Nell McCafferty, the leading Irish feminist campaigner and outspoken writer who “changed Ireland for the better”, has been buried after a funeral mass in St Columba’s church in Derry.
Friday’s service in the Bogside church was attended by Northern Ireland’s first minister, Michelle O’Neill, along with representatives of Ireland’s president and taoiseach, Michael D Higgins and Simon Harris.
Also in attendance were Bernadette Devlin McAliskey, who, like McCafferty, was an activist in Northern Ireland’s civil rights movement during the late 1960s, and McCafferty’s friend and fellow Derry journalist Eamonn McCann, whom she had known for 70 years.
People held LGBTQ+ rainbow flags on the way into the church.
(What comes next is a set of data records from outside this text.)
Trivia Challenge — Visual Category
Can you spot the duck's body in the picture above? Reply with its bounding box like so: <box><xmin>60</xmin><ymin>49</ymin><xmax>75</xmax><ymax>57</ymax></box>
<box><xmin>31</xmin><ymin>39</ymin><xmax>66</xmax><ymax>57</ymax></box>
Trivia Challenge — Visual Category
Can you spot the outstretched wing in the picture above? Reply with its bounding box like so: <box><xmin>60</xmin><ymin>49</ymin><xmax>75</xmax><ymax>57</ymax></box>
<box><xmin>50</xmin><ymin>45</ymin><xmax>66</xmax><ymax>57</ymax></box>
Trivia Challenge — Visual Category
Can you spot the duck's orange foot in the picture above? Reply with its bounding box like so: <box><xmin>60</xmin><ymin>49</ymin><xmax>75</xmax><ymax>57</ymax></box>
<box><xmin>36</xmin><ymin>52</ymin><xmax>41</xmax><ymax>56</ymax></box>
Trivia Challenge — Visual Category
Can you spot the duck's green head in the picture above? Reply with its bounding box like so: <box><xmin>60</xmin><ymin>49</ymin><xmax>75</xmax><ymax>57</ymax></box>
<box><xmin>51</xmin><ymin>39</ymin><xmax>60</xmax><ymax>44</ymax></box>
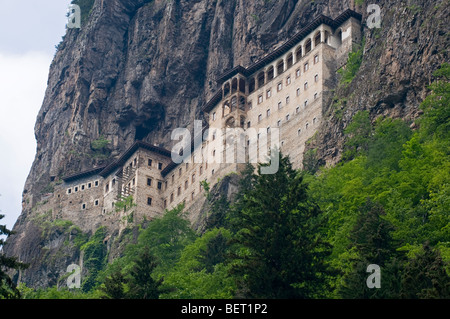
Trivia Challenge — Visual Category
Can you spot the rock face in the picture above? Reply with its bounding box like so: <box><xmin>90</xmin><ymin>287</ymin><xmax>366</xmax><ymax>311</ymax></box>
<box><xmin>4</xmin><ymin>0</ymin><xmax>448</xmax><ymax>288</ymax></box>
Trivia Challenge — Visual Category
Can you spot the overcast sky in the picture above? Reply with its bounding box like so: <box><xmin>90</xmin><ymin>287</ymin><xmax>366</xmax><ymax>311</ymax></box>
<box><xmin>0</xmin><ymin>0</ymin><xmax>72</xmax><ymax>231</ymax></box>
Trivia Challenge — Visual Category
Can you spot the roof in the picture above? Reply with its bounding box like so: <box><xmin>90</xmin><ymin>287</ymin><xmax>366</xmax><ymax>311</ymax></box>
<box><xmin>62</xmin><ymin>166</ymin><xmax>107</xmax><ymax>183</ymax></box>
<box><xmin>63</xmin><ymin>141</ymin><xmax>172</xmax><ymax>182</ymax></box>
<box><xmin>203</xmin><ymin>9</ymin><xmax>362</xmax><ymax>113</ymax></box>
<box><xmin>99</xmin><ymin>141</ymin><xmax>172</xmax><ymax>177</ymax></box>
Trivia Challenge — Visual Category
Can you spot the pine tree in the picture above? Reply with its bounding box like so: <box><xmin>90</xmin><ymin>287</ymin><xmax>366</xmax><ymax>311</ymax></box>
<box><xmin>401</xmin><ymin>243</ymin><xmax>450</xmax><ymax>299</ymax></box>
<box><xmin>339</xmin><ymin>199</ymin><xmax>402</xmax><ymax>298</ymax></box>
<box><xmin>100</xmin><ymin>271</ymin><xmax>127</xmax><ymax>299</ymax></box>
<box><xmin>127</xmin><ymin>247</ymin><xmax>163</xmax><ymax>299</ymax></box>
<box><xmin>229</xmin><ymin>152</ymin><xmax>332</xmax><ymax>298</ymax></box>
<box><xmin>0</xmin><ymin>213</ymin><xmax>29</xmax><ymax>299</ymax></box>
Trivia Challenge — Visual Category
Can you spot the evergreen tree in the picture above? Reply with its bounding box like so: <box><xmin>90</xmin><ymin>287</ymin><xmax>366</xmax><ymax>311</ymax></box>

Her remains arrived and left the ceremony in a simple wicker casket.
The congregation broke into applause after McCann read out extracts from an newspaper article McCafferty wrote about Bloody Sunday, headlined “There will be another day”; a powerful reaction piece on the news that 13 people had been shot dead after soldiers opened fire on a civil rights march on 30 January 1972.
“I remember Nell holding Bernadette’s elbow as she was taking the names of the Bloody Sunday dead, and she just kept on writing,” McCann said. “And so there will be another day, but there will never be another Nell McCafferty.”
Her huge influence in the shaping of modern Ireland was recognised in countless tributes from politicians, journalists and friends after her death on Wednesday in a Fahan nursing home at the age of 80.
Higgins described her as a courageous woman and “a pioneer in raising those searching questions which could be asked, but which had been buried, hidden or neglected”.
“Nell had a unique gift in stirring people’s consciousness, and this made her advocacy formidable on behalf of those who had been excluded from society,” he said.
Born in Derry in 1944, McCafferty went on to study arts at Queen’s University Belfast and by her own account followed the advice of Jack Kerouac and went on the road in 1965, spending time in France, Turkey, the Middle East, on a kibbutz in Israel, and in London.
She returned to Derry in October 1968, later moving to Dublin to pursue a journalistic career.
She was a founding member of the Irish Women’s Liberation Movement in 1970, emerging as an unflinching and fearless critic of the Irish state, whose laws were intrinsically linked to the Catholic church – with contraception banned until 1980, divorce illegal until 1996 and homosexuality not decriminalised until 1993, which was almost 30 years after McCafferty had come out as gay.
She campaigned for the legalisation of contraception in Ireland, famously bringing packets of pills back from Belfast to Dublin and handing them over to customs officials in the capital to highlight what she – and her supporters – felt was the absurdity of Dublin’s policies.
Ireland’s taoiseach described her as “fierce, fearless and fiery” and said she had helped define the modern state.
“In an Ireland trying to emerge from the shadows and find who it was, Nell McCafferty was one of the people who knew exactly who she was, and she wasn’t afraid to enter every battle for gay and women’s rights. We all owe her a great debt for this,” Harris said.
McCafferty was the author of several books, including A Woman to Blame about the treatment meted out to a young unmarried mother whose baby had died, leading to what was for decades referred to as “the Kerry babies scandal”.
She squarely blamed the police and judicial system, the “all-male squad of men sitting in judgment of a woman”.
McCafferty also spoke up for the dead. In an excoriating piece on the sale of property owned by nuns in Drumcondra in Dublin to property developers after the exhumation of 155 bodies women at a Magdalene laundry, McCafferty called out wider society for allowing these young women to be “locked away” in the 1960s – often because of pregnancy – then used as unpaid labour, treated like “lepers” and then buried in unmarked graves.
In 2004 she published a memoir titled Nell in which she recounted her upbringing and relationship with her long-term partner, the late novelist Nuala O’Faolain.